Al primo ciclo di autoformazione di Commonware, Christian Marazzi leggeva la finanziarizzazione nei termini di uno sganciamento del denaro da ogni referente sostanziale. Dal momento in cui si è liberato dalla sostanza per distruggere la classe operaia, sostiene Marazzi, il capitale non ha però più avuto tregua, costruendo un sistema monetario che si è ripiegato su se stesso e rischia di implodere nella sua autoreferenzialità. Anche il nodo della corruzione si situa dentro questo processo di desostanzializzazione del valore. Abbiamo però l’impressione che il venire meno di quella specifica sostanza operaia (“la classe che si contrappone al capitale”, seguendo ancora Marazzi) ci abbia esposto al ricorrente rischio di una desostanzializzazione della teoria, cioè al riferimento dei soggetti di classe. Fatichiamo perciò a tenere insieme lettura della tendenza e costruzione dei rapporti di forza per realizzarla o rovesciarla. Sia chiaro: con buona pace di ricorrenti nostalgie paleo-operaiste, non si torna alla sostanza del rapporto tra operai e capitale, e sarebbe illusorio pensare che quella misura possa tornare a vivere altrove; non pensiamo nemmeno che si possa semplicemente trovare una nuova misura. Il problema della sostanza soggettiva, però, è qui davanti ai nostri occhi, a separare per esempio il discorso sul reddito dalla forza dei soggetti di classe. Senza quella forza si rischia di trasformare la tendenza in ciò che non vuole essere, cioè un tecnicismo depoliticizzato che si risolve nello spazio della mediazione istituzionale.
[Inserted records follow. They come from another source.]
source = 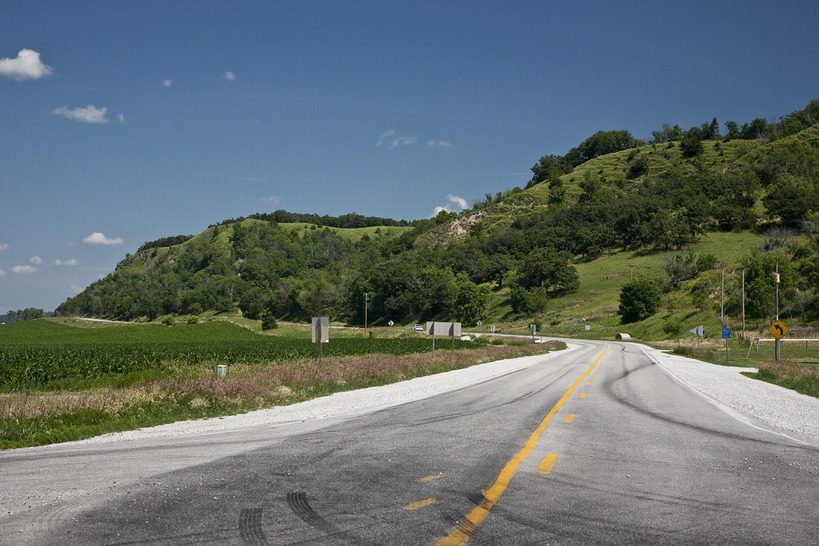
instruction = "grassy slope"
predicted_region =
[279,222,412,242]
[480,232,762,339]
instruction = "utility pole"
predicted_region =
[742,269,745,340]
[774,259,782,362]
[719,266,725,326]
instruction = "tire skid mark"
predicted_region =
[239,508,269,546]
[287,491,377,545]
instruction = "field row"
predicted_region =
[0,337,462,392]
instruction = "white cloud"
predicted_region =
[259,195,282,205]
[446,193,467,210]
[82,231,125,245]
[427,140,452,148]
[0,49,53,81]
[53,104,109,124]
[375,129,418,149]
[433,193,468,216]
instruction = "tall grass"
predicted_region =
[749,360,819,398]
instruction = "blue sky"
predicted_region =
[0,0,819,312]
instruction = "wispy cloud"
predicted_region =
[259,195,282,206]
[82,231,125,245]
[0,49,53,81]
[433,193,468,216]
[375,129,418,149]
[427,140,452,148]
[53,104,111,124]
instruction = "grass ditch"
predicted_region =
[745,360,819,398]
[0,342,565,449]
[668,340,819,398]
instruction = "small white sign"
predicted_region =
[426,322,461,337]
[312,317,330,343]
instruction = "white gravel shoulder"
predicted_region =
[52,343,579,449]
[641,345,819,445]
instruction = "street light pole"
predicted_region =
[774,259,782,362]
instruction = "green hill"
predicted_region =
[57,101,819,338]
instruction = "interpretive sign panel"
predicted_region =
[312,317,330,343]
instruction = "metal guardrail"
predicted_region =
[754,337,819,351]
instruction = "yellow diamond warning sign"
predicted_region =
[768,320,791,339]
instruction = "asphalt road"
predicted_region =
[0,342,819,545]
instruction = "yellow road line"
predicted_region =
[437,348,608,546]
[404,497,438,510]
[537,452,557,474]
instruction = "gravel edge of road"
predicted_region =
[640,345,819,446]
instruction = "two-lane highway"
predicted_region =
[0,342,819,544]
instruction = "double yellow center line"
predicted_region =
[437,349,608,546]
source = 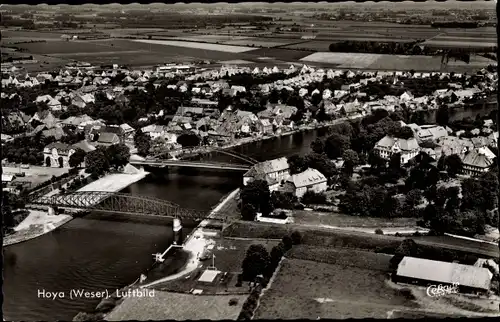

È lo stesso problema che riscontriamo sul comune: senza una nuova sostanza di classe rischia di appiattirsi su una proposta gestionaria, continuamente schiacciata nella morsa del pubblico-privato.

Parlare delle spine e delle possibilità della lotta alla corruzione è quindi un modo per porre il problema dell’individuazione del nemico (come sta avvenendo in Bosnia-Erzegovina e nelle altre esperienze di conflitto prima menzionate); non solo affermando la generica necessità della rottura, ma ipotizzando dei punti concreti e soggettivamente praticabili. A questo punto sporcarsi le mani non basta più, la questione va posta in termini di un programma capace di fondarsi non su una teoria desostanzializzata e perciò autoreferenziale, bensì sulla nuova sostanza – per quanto spuria e confusa – delle istanze ed espressioni di classe, trasformandola e curvandola.

Abbiamo iniziato con un riferimento storico, concludiamo con un altro. Il 9 gennaio 1905 famiglie di operai e lavoratori di San Pietroburgo, guidate dal pope Gapon (capo di un sindacato zubatovista, ossia di regime, e che più tardi si sarebbe scoperto essere una spia della polizia politica), marciarono davanti al Palazzo d’Inverno per chiedere allo zar, padre della patria, di far fuori i suoi funzionari corrotti e ascoltare il popolo. Le truppe aprirono il fuoco, la giornata passò alla storia come la “domenica di sangue” e da lì inizio quella che dopo sarebbe stata ricordata come la prima rivoluzione russa. Retrospettivamente tutto pare semplice, perché sui libri di storia i soggetti sono sempre puri e i processi lineari. Per fortuna allora alcuni rivoluzionari non persero tempo a dare lezioni astratte, spiegando perché Gapon era un Casaleggio ante litteram e le rivendicazioni irrimediabilmente populiste. Si misero ad ascoltare, imparare e parlare una nuova lingua. E presto le sacre icone cedettero il posto ai soviet. È di questa nuova sostanza discorsiva, piantata nella sporca materialità del reale, che sentiamo un maledetto bisogno.